Mesmo que a contagem dos votos nos grandes centros possa provocar algum ajustamento relativamente às previsões do princípio da noite, tudo aponta para a passagem à segunda volta do escrutínio de Emmanuel Macron (23,9%), seguido de Marine Le Pen (21,7%).

O primeiro, sem uma máquina partidária tradicional por trás consegue um resultado acima das mais optimistas previsões. E numa campanha onde abundavam candidatos eurocéticos, para não dizer eurofóbicos, fê-lo com um discurso claro pró-Europa.

Já a Frente Nacional, é verdade que fica abaixo do que algumas sondagens chegaram a prever que era ser a força mais votada à primeira volta.
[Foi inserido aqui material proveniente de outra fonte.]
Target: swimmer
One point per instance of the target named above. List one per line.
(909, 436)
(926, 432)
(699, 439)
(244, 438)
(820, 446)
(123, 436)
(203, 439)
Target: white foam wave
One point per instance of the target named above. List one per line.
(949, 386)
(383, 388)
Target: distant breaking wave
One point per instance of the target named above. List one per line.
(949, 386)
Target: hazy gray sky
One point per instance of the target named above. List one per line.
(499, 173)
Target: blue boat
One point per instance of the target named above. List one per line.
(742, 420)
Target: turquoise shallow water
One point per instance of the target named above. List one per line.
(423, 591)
Mas consegue um resultado histórico na medida em que, pela primeira vez na V República, a extrema-direita ultrapassa o limiar dos 20% na primeira volta de umas presidenciais. O que deverá significar alguma coisa como oito milhões de votos.
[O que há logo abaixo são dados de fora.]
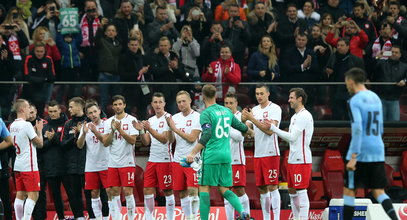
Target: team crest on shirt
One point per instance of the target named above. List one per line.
(265, 114)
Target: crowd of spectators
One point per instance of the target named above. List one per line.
(228, 41)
É aquilo a que a editorialista do diário francês “Le Monde” Françoise Fressoz chama “um verdadeiro terramoto político”.

À evidência os franceses rejeitaram os dois blocos políticos (conservadores e sociais-democratas) do rotativismo dos últimos 30 anos. O conservador François Fillon (20%) somado ao socialista Benoit Hamon (6,3%) dá pouco mais que a votação de Macron. As cisões começaram já a manifestar-se, quer nos republicanos, quer nos socialistas e ambos os blocos tendem a fracturar-se a curto prazo.
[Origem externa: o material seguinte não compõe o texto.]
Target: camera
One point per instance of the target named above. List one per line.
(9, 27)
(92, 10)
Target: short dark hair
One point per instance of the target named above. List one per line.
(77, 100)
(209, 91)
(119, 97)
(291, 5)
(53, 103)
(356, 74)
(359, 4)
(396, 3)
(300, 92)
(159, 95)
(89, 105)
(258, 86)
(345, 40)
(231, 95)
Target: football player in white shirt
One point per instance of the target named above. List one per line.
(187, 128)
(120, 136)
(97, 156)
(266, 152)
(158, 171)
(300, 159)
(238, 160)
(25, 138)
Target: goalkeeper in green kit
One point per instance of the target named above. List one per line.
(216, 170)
De resto há um movimento quase generalizado de apoio a Macron para a segunda volta. Juppé, Fillon, Baroin, Raffarin e Estrosi são algumas das importantes figuras da direita que declararam apoio a Macron, enquanto à esquerda Benoit Hamon e aliados do PS fizeram o mesmo.

A única excepção é o esquerdista Mélenchon que se recusou, pelo menos na noite das eleições, a dar uma palavra de ordem clara para a segunda volta das presidenciais a 7 de Maio. Talvez por esperar até ao último momento ultrapassar Fillon e ser o terceiro mais votado graças à votação das grandes cidades…

À esquerda, o resultado de Benoit Hamon não é propriamente uma surpresa, uma vez que não foge ao que a maioria das sondagens deixava antever há semanas. O candidato socialista que tinha a legitimidade de ter saído de umas primárias da esquerda não conseguiu encontrar espaço entre o liberalismo centrista de Macron e o esquerdismo histriónico de Mélenchon. E isto não obstante ter sido quem mais temas novos e profundos introduziu no debate, designadamente a questão do rendimento universal e do imposto sobre a robotização.

À direita a eliminação de François Fillon é antes de mais uma derrota pessoal porque consagra a rejeição de um candidato atormentado por revelações incómodas sobre empregos públicos fictícios para a sua família próxima, dádivas de empresários, etc. Um candidato, também vencedor dumas primárias (neste caso à direita) e que, até às revelações do semanário “Le Canard Enchainé” (depois investigadas judicialmente) dominava a corrida eleitoral.

Significa isto um sobressalto cívico e o enterro definitivo de práticas eticamente condenáveis por parte da classe política? O certo é que Macron no seu discurso de vitória não deixou de bater neste ponto, ou seja na exigência de práticas exemplares da parte dos titulares de cargos públicos.

Para os socialistas e conservadores é como se a primeira volta das legislativas de Junho já tivesse começado. Para Macron e para Le Pen os próximos 15 dias vão ser os mais longos das suas vidas.